O Cineteatro Capitólio, que vai passar a chamar-se também Teatro Raul Solnado, não podia deixar de fora o humor. “Tendo em conta que a sala tem como patrono Raul Solnado, o maior humorista deste país, e fica no Parque Mayer, outro dos vetores será o humor”, confirma. E o cinema, tantas vezes exibido na sala e no terraço, também ali poderá voltar a ser visto.
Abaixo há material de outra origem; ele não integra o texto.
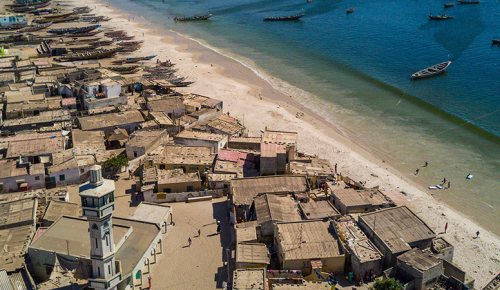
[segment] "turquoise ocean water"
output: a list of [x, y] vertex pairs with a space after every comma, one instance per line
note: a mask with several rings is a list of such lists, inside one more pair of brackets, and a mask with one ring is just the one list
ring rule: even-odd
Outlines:
[[[251, 59], [258, 68], [332, 104], [329, 121], [346, 128], [402, 172], [424, 160], [418, 181], [500, 234], [500, 2], [443, 9], [428, 0], [107, 0], [126, 13]], [[353, 7], [355, 12], [346, 15]], [[175, 23], [174, 16], [212, 13]], [[305, 13], [298, 22], [263, 22]], [[450, 21], [429, 21], [446, 13]], [[452, 60], [444, 75], [411, 81], [426, 66]], [[308, 100], [310, 106], [311, 103]], [[469, 172], [475, 178], [465, 180]], [[493, 221], [493, 222], [492, 222]]]

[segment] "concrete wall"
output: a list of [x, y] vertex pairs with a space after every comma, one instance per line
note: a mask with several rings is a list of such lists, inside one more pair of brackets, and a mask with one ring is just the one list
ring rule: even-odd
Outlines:
[[[281, 262], [283, 270], [302, 270], [305, 275], [311, 273], [312, 259], [284, 260]], [[323, 263], [322, 271], [344, 273], [345, 256], [319, 259]]]
[[28, 183], [28, 190], [45, 188], [45, 174], [23, 175], [0, 178], [3, 192], [19, 191], [17, 180], [24, 180]]
[[[61, 175], [64, 175], [64, 181], [61, 180]], [[53, 172], [49, 174], [49, 176], [54, 177], [56, 186], [78, 184], [80, 183], [80, 168], [76, 167], [59, 172]]]
[[210, 140], [199, 140], [199, 139], [187, 139], [187, 138], [179, 138], [174, 137], [175, 144], [187, 145], [187, 146], [204, 146], [204, 147], [212, 147], [214, 153], [218, 153], [219, 149], [224, 148], [227, 144], [228, 137], [226, 136], [220, 142], [218, 141], [210, 141]]

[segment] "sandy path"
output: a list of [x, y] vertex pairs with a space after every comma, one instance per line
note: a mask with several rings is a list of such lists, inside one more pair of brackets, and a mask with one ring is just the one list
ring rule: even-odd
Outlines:
[[[400, 195], [398, 198], [405, 200], [436, 233], [442, 232], [448, 223], [448, 232], [443, 236], [455, 246], [455, 263], [476, 279], [476, 287], [483, 286], [500, 271], [500, 242], [496, 235], [435, 200], [407, 176], [353, 140], [347, 140], [341, 134], [342, 128], [332, 127], [253, 70], [177, 33], [153, 30], [143, 17], [134, 15], [130, 21], [124, 12], [98, 0], [89, 0], [86, 4], [95, 6], [95, 13], [113, 18], [103, 23], [104, 26], [125, 30], [144, 40], [145, 45], [138, 54], [157, 54], [162, 60], [170, 58], [176, 62], [179, 73], [195, 81], [183, 91], [224, 101], [225, 111], [243, 120], [251, 135], [260, 134], [266, 126], [297, 131], [299, 150], [319, 154], [332, 164], [338, 163], [344, 175], [366, 181], [368, 186], [380, 185], [382, 190]], [[296, 118], [297, 112], [304, 112], [304, 117]], [[403, 196], [400, 192], [406, 194]], [[481, 232], [480, 238], [473, 239], [477, 230]]]

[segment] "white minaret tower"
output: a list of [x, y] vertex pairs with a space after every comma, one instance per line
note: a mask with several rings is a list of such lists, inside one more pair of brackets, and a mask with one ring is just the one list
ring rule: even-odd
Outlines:
[[90, 169], [90, 181], [80, 185], [83, 215], [89, 221], [91, 289], [117, 289], [121, 275], [115, 265], [112, 215], [115, 209], [115, 182], [102, 178], [101, 166]]

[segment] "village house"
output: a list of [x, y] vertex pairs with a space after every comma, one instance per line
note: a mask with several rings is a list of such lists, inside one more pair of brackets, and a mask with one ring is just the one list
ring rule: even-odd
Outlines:
[[340, 212], [328, 200], [314, 200], [299, 203], [302, 217], [306, 220], [334, 219], [340, 217]]
[[0, 160], [0, 193], [45, 187], [43, 164], [19, 160]]
[[237, 222], [250, 219], [253, 200], [264, 193], [303, 193], [308, 190], [303, 176], [265, 176], [233, 179], [230, 183], [230, 200]]
[[181, 168], [184, 172], [198, 172], [205, 176], [213, 166], [215, 155], [209, 147], [165, 145], [146, 157], [146, 164], [159, 169]]
[[297, 203], [290, 195], [263, 194], [254, 199], [257, 232], [262, 238], [274, 234], [277, 222], [301, 221]]
[[235, 137], [230, 136], [227, 147], [236, 150], [260, 152], [261, 137]]
[[212, 152], [218, 153], [220, 149], [226, 146], [228, 137], [208, 132], [184, 130], [174, 136], [174, 141], [176, 144], [187, 146], [211, 147]]
[[128, 133], [132, 133], [144, 121], [141, 112], [137, 110], [77, 118], [80, 129], [83, 131], [102, 130], [105, 133], [111, 133], [115, 128], [125, 129]]
[[215, 160], [214, 173], [233, 173], [238, 178], [258, 176], [255, 163], [253, 153], [221, 149]]
[[430, 289], [443, 274], [443, 261], [429, 251], [415, 248], [397, 258], [396, 275], [406, 289]]
[[236, 269], [233, 272], [233, 290], [267, 290], [266, 269]]
[[436, 234], [406, 206], [382, 209], [358, 217], [358, 225], [384, 256], [384, 268], [400, 254], [431, 247]]
[[149, 112], [163, 112], [171, 119], [186, 114], [186, 109], [180, 97], [151, 97], [147, 98], [146, 107]]
[[271, 263], [269, 251], [266, 244], [261, 243], [237, 243], [236, 244], [236, 268], [264, 268]]
[[303, 175], [313, 188], [318, 188], [328, 180], [333, 180], [335, 171], [330, 161], [317, 157], [302, 158], [288, 164], [288, 174]]
[[297, 133], [265, 130], [260, 144], [260, 175], [285, 174], [297, 150]]
[[36, 229], [37, 206], [37, 199], [31, 197], [0, 203], [0, 269], [9, 274], [25, 267], [24, 256]]
[[281, 269], [307, 275], [315, 263], [321, 264], [322, 272], [344, 272], [345, 255], [330, 222], [277, 223], [274, 243]]
[[393, 203], [377, 188], [343, 188], [328, 184], [332, 203], [342, 214], [366, 213], [390, 207]]
[[352, 218], [341, 218], [333, 222], [335, 232], [346, 253], [348, 271], [354, 273], [356, 281], [371, 281], [382, 274], [382, 253], [368, 239]]
[[146, 155], [168, 141], [166, 130], [135, 131], [125, 145], [127, 158], [132, 160]]

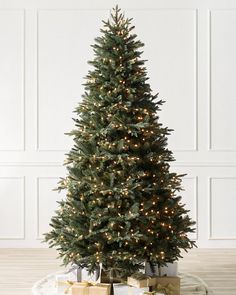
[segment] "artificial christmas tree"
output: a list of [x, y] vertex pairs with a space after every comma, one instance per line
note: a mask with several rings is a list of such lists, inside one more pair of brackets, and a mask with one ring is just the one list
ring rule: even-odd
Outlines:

O Capitólio inaugurou em 1931. © D.R.

Estas são as três vertentes essenciais da proposta que levou o júri, composto por Joana Gomes Cardoso, Cucha Carvalheiro, Herman José, Rui Pedro Tendinha e Nuno Galopim, a escolherem a Sons em Trânsito para gerir o equipamento da empresa municipal EGEAC. O concurso foi lançado a 7 de abril. No final de julho foi divulgada a classificação de cada um dos cinco concorrentes, com a Sons em Trânsito em primeiro ligar, seguida da Academia de Produtores Culturais – associação cultural, do consórcio Força da produção e Everything is New, em quarto lugar a Limiasur e, por fim, a Associação Tenda.

Vasco Sacramento tem reunião marcada com a EGEAC em setembro e não quer ainda alongar-se em detalhes sobre o que tem preparado para o Capitólio. “O que posso dizer é que não se pretende que seja uma aposta fechada, haverá espaço e desejo de ter outras coisas”, sublinha. Na proposta há “uma grande preocupação com o pensamento“, o que se poderá traduzir em tertúlias e debates, e também com a criação de públicos. “Temos previstas atividades para a criação de públicos, numa vertente educativa para os mais novos.”

Um dos critérios estabelecidos pela EGEAC no caderno de encargos era uma programação abrangente e pluridisciplinar, capaz de atrair públicos diversos. “O meu objetivo é que a sala esteja aberta à comunidade. Aquela não vai ser a sala da Sons em Trânsito. É uma sala para a cidade e para o país confiada durante cinco anos à Sons em Trânsito e todos os grupos culturais serão bem-vindos“, esclarece.

O Capitólio renasce, ainda sem saber como será o amanhã

Por enquanto, Vasco Sacramento não pode precisar quando será o primeiro espetáculo no Capitólio, nem quem será o protagonista. “Queremos o mais depressa possível”, diz apenas. De acordo com o caderno de encargos, a empresa vencedora tem um prazo de 60 dias para iniciar as atividades no espaço, a contar desde o momento da assinatura do contrato.

O Capitólio foi inaugurado em julho de 1931 e logo recebeu estreias de peças de teatro, operetas, zarzuelas, espetáculos de music hall e filmes, projetados tanto na sala principal como no terraço. O edifício, considerado uma das obras de referência da arquitetura modernista em Portugal, é um projeto do arquiteto Luís Cristino da Silva. Em 1983 foi classificado como Imóvel de Interesse Público. Pouco mais de uma década depois, fechou.